EDIT: I am not sure this issue also extends to @size
attribute.
composer
.add_composable_module(ComposableModuleDescriptor {
source: r#"
struct S {
x: f32
}
struct Valid {
a: S,
@align(16) b: f32 // valid: offset between a and b is 16 bytes
}
"#,
file_path: "valid.wgsl",
as_name: Some("valid".to_owned()),
..Default::default()
})
.unwrap();
composer
.make_naga_module(NagaModuleDescriptor {
source: r#"
#import valid::Valid;
@group(0) @binding(1) var<uniform> valid: Valid;
"#,
file_path: "",
..Default::default()
})
.map_err(|err| println!("{}", err.emit_to_string(&composer)))
.unwrap();
The above fails with
error: failed to build a valid final module: Global variable [1] 'valid' is invalid
┌─ :3:33
│
3 │ @group(0) @binding(1) var<uniform> valid: valid::Valid;
│ ^^^^^^^^^^^^^^^^^^^^^^^^^^^^^^^^^^^^^^^^^^^^^^^^^^^ naga::GlobalVariable [1]
│
= Alignment requirements for address space Uniform are not met by [4]
= The struct member[1] offset 4 must be at least 16
This works however when everything is defined in a single file.
The success case for brevity:
composer
.make_naga_module(NagaModuleDescriptor {
source: r#"
struct S {
x: f32
}
struct Valid {
a: S,
@align(16) b: f32 // valid: offset between a and b is 16 bytes
}
@group(0) @binding(1) var<uniform> valid: Valid;
"#,
file_path: "",
..Default::default()
})
.unwrap();
Because of this issue or something else I also run into other weird issue when used inside function from different file as well.
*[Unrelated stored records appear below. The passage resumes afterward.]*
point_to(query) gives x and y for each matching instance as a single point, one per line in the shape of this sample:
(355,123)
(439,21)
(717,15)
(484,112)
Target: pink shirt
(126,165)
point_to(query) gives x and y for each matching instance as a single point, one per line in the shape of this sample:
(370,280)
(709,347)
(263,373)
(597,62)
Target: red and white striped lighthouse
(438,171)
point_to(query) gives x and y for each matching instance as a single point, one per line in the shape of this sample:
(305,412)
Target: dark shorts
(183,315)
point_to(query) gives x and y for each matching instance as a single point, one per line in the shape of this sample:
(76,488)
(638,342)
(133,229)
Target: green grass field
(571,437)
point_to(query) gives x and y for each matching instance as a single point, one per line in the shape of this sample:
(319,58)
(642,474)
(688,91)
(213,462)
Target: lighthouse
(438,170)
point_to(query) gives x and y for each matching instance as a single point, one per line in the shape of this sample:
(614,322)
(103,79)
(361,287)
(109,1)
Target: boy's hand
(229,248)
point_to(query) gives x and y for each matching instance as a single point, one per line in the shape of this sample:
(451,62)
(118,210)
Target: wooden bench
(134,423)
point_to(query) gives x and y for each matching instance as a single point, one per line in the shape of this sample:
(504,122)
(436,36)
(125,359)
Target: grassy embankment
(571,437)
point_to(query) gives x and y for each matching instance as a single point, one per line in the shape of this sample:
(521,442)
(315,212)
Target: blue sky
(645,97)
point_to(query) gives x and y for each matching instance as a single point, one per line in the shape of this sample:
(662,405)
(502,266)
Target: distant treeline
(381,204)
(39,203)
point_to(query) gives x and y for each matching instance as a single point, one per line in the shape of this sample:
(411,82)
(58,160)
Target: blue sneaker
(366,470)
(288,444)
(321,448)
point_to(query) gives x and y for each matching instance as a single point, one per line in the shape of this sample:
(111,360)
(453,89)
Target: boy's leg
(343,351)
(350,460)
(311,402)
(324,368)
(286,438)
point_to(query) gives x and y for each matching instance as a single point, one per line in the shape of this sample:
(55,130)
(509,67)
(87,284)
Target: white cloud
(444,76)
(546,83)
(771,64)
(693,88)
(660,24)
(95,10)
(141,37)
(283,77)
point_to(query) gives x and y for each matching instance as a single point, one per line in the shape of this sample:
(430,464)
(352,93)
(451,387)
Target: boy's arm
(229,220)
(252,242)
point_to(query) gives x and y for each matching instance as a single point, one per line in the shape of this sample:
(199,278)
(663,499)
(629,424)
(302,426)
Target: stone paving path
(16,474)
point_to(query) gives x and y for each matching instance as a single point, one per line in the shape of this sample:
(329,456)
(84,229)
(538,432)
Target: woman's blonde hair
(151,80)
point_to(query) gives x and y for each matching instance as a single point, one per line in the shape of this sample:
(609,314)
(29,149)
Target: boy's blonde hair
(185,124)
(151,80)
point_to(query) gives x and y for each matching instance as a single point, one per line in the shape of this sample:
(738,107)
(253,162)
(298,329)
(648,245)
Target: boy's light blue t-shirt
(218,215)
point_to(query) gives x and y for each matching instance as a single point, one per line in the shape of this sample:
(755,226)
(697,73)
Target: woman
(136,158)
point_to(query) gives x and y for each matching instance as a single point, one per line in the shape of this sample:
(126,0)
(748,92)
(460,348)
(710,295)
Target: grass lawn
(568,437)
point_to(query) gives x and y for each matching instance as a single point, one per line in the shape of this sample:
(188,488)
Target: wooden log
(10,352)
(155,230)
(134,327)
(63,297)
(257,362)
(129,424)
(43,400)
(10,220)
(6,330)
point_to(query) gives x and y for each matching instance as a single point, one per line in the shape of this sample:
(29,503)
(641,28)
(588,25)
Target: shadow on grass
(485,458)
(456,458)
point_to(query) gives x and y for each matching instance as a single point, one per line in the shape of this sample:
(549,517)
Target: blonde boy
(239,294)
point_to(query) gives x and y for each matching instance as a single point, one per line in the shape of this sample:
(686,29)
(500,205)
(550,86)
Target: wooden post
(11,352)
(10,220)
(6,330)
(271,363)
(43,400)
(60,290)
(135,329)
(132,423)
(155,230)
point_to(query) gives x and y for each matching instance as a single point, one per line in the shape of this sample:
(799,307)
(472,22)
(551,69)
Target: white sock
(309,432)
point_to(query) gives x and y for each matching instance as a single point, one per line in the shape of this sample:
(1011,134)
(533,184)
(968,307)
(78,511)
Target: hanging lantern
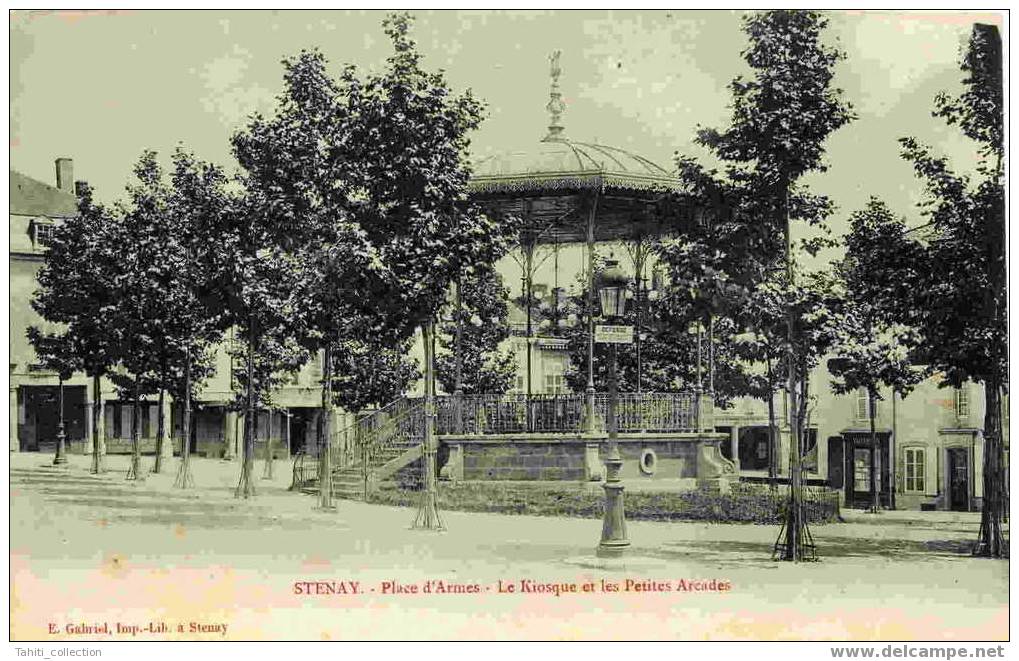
(612,290)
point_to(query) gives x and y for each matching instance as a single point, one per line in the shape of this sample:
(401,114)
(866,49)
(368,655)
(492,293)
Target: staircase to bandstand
(382,442)
(373,448)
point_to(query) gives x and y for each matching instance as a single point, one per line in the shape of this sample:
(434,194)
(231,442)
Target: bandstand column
(166,449)
(14,444)
(589,403)
(734,445)
(229,433)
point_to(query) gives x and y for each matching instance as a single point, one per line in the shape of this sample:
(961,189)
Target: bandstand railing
(565,414)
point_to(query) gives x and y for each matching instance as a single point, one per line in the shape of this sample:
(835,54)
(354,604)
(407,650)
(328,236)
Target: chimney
(65,175)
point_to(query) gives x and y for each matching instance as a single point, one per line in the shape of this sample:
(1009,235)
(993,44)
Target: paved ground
(94,550)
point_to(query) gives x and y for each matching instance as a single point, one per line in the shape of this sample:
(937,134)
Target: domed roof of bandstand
(549,176)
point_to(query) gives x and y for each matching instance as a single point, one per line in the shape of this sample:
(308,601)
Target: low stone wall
(576,457)
(544,459)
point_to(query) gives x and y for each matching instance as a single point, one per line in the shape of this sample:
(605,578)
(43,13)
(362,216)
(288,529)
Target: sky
(102,87)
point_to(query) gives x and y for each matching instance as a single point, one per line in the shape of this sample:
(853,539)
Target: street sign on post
(613,334)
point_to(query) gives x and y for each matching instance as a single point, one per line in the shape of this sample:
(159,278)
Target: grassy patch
(543,499)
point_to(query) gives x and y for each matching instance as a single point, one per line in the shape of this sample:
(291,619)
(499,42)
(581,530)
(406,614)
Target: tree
(366,376)
(298,165)
(960,304)
(76,290)
(409,135)
(192,260)
(780,122)
(475,362)
(872,350)
(138,286)
(56,351)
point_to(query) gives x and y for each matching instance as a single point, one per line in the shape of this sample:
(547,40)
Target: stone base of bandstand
(690,457)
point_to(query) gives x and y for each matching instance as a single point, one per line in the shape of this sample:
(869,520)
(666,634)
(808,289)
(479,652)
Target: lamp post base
(61,454)
(613,528)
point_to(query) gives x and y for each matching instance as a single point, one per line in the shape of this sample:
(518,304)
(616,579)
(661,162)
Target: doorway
(958,477)
(859,453)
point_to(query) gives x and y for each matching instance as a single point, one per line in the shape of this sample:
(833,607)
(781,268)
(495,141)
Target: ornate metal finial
(555,105)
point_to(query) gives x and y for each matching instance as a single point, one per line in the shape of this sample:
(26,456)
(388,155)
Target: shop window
(861,470)
(553,383)
(962,402)
(915,462)
(863,405)
(42,232)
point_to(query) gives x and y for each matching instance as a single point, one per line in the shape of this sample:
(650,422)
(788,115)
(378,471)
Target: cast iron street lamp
(612,292)
(61,455)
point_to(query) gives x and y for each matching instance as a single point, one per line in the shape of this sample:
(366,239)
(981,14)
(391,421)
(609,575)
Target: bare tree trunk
(135,472)
(772,436)
(98,442)
(794,539)
(246,487)
(325,458)
(160,432)
(990,542)
(875,503)
(184,479)
(267,471)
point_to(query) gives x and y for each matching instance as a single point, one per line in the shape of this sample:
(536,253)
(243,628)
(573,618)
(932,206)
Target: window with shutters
(962,402)
(915,470)
(42,231)
(862,404)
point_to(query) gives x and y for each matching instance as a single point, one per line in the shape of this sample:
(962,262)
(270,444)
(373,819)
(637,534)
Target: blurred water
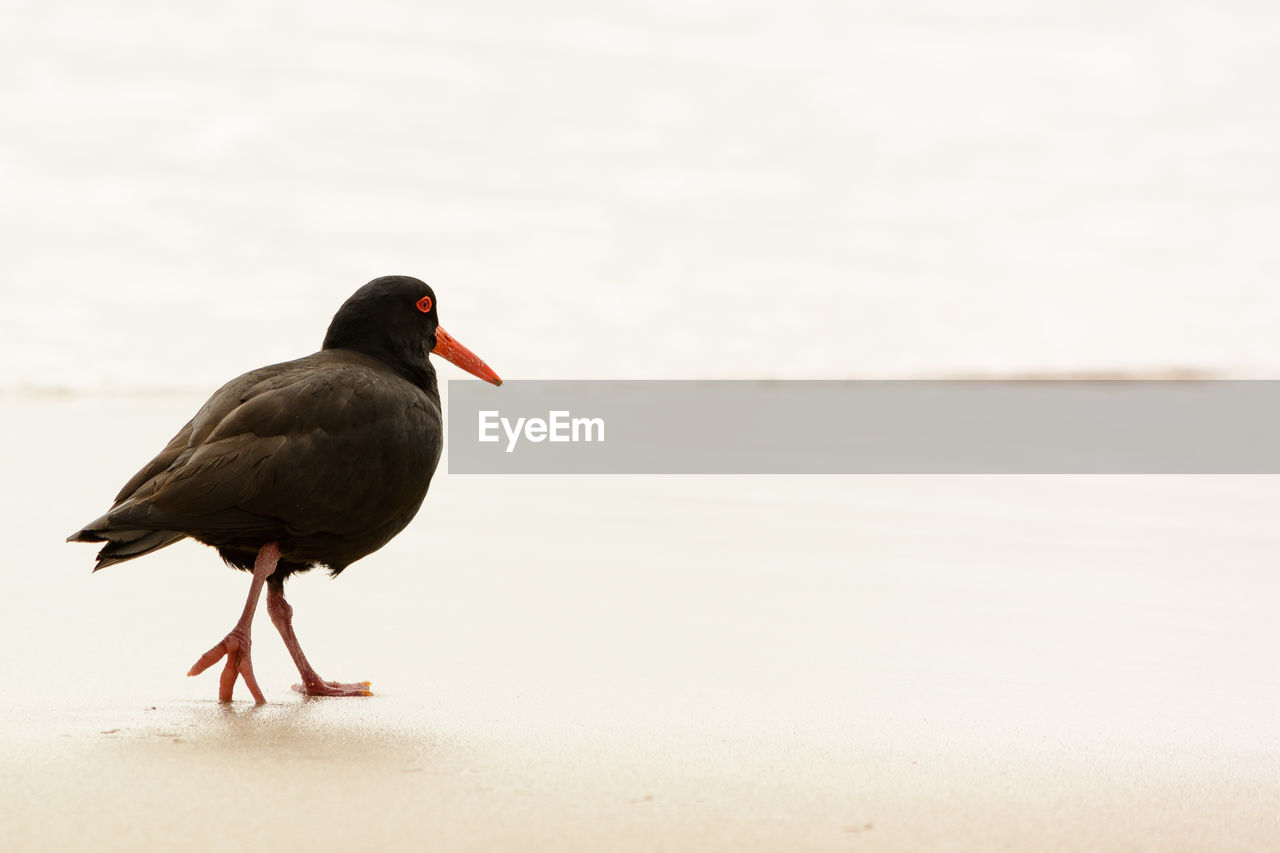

It is perhaps treating the type separately due to the type contents as well.
struct S {
x: f32
}
struct Valid {
a: S,
@align(16) b: f32 // valid: offset between a and b is 16 bytes
}
fn weird_crap(v: Valid) {}
#import valid::{Valid, weird_crap, S};
fn test() {
let s = S(1.0);
let v = Valid(s, 2.9);
weird_crap(v);
}
error: failed to build a valid final module: Function [2] 'test' is invalid
┌─ :4:11
│
4 │ ╭ fn test() {
5 │ │ let s = valid::S(1.0);
6 │ │ let v = valid::Valid(s, 2.9);
│ │ ^^^^^^^^^^^^^^^^^^^^^^^^^^^^^^^^^^^^^^ naga::Expression [4]
7 │ │ valid::weird_crap(v);
│ │ ^^^^^^^^^^^^^^^^^^^^^^^^^^^^^^^^^^^^^^ invalid function call
│ ╰───────────────────────────────────────────────────^ naga::Function [2]
│
= Call to [1] is invalid
= Argument 0 value [4] doesn't match the type [3]
thread 'main' panicked at examples/pbr_compose_test.rs:316:10:
Probably related: gfx-rs/wgpu#4377
on reflection, the backend issues are the direct cause - the including module is built from a generated header for the include for the target language (which includes the struct definition), and that header is generated incorrectly due to the backend issues.
on reflection, the backend issues are the direct cause - the including module is built from a generated header for the include for the target language (which includes the struct definition), and that header is generated incorrectly due to the backend issues.
afaik from my very rough understanding, naga oil works with the backend or the lower end of the wgsl from naga rather than the wgsl frontend. Doesn't it make more sense to work with naga::front::wgsl::parse::ast::TranslationUnit
rather than naga::Module
as it preserves some, if not all of the source information?
I assume information about alias issue is also lost at the backend?
naga_oil currently supports modules/shaders written in a mix of wgsl and glsl, and (if anybody wanted to add it) could support other naga-supported langauges as well. so i would much prefer fixing the naga issues directly rather than working around them and limiting the scope - from my brief look it doesn't seem like anything fundamentally hard to fix in naga.